Terry headed the boat toward the open sea. Almost immediately after, there was nothing but the reef and the sea between the boat and the horizon. He slowed the boat almost to a stop, well within the reef's tumult. She swayed and rolled on the surging water.
"Stay here," he commanded. "I want to swim out and back."
He pulled the sweat shirt over his head. He jumped overboard, leaving Deirdre in charge of the boat.
The world looked strange to him when waves rolled by higher than his head. A few times the sky narrowed to the space between wave-crests. Other times he was lifted upon a wave-peak, and the sky was illimitably high and large, and the breaking seas on the nearby reef merely roared and grumbled to themselves.
He swam out, away from the land. Suddenly his body began to tingle. He stopped and paddled, analyzing the sensation. One side of his body felt as if the most minute of electric currents entered his skin. It was not an unpleasant sensation. Deirdre, in the small boat, was fifty yards behind, watching him. As he swam on, the tingling grew stronger. He dived. The tingling did not vary with depth. He came up, and he was farther out than he'd realized.
He suddenly knew that he'd been incautious. There are currents which flow in and out of lagoons. A barrier of reef affects them, too. Terry found himself swimming in an outward-bound current, which pushed him out and away from the island.
Within seconds the sensation in his body changed from a mere tingling to torment. For a moment it was just very much stronger and slightly painful, but a moment later it felt as if he swam among flames. It was unbearable. His muscles were not contracted, as if by an electric shock, but he couldn't control their reflexes. He found himself splashing crazily, trying to fight his way out of the anguish which engulfed him.
He went under. His body had taken complete control over his mind, and he found himself swimming frantically, underwater. He couldn't reach the surface. His body tried to escape the intolerable agony in which it was immersed but couldn't.
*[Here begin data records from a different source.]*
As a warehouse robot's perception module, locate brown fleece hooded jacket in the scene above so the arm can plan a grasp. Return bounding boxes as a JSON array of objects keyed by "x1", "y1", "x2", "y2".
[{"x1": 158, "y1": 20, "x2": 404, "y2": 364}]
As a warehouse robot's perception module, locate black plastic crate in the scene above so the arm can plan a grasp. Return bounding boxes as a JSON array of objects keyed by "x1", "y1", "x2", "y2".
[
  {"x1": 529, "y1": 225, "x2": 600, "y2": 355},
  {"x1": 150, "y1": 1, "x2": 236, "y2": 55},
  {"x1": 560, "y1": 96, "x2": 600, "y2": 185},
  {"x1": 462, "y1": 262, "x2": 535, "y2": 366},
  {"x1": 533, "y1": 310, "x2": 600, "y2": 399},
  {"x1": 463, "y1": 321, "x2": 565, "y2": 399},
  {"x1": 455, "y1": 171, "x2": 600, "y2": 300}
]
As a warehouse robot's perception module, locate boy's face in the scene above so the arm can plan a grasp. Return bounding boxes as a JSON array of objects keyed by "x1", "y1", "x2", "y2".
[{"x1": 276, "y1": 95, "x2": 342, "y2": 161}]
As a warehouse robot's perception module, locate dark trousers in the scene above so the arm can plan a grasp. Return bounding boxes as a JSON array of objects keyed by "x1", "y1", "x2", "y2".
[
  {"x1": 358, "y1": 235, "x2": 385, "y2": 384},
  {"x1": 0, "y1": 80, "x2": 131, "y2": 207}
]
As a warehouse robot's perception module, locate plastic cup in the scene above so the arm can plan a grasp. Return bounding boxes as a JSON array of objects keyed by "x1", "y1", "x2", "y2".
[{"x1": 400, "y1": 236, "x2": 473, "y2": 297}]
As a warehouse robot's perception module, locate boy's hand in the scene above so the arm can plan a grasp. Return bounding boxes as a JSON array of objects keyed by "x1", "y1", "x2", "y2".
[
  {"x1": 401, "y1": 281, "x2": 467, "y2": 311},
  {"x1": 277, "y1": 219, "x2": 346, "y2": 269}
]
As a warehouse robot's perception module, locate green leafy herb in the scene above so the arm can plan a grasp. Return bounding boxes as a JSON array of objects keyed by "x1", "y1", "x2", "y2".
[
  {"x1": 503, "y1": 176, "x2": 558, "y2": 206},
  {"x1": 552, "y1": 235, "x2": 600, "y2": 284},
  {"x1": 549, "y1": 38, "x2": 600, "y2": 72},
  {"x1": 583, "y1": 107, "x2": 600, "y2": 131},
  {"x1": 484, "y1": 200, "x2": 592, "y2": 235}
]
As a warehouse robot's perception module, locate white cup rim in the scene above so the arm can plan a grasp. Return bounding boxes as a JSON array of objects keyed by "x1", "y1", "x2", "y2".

He heard a roaring sound, but it meant nothing. The roaring grew louder. Finally, he did break surface for a few seconds, and he gasped horribly, but then he went under. The roaring grew thunderous, and he broke surface again....
Something seized his flailing arm and pulled him up. The arm ceased to experience the horrible sensation of being in boiling oil. His hand recognized a gunwale. He swarmed up the solid object with hands helping him, and found himself in the boat, gasping and shivering, and cringing at the bare memory of the suffering he'd undergone.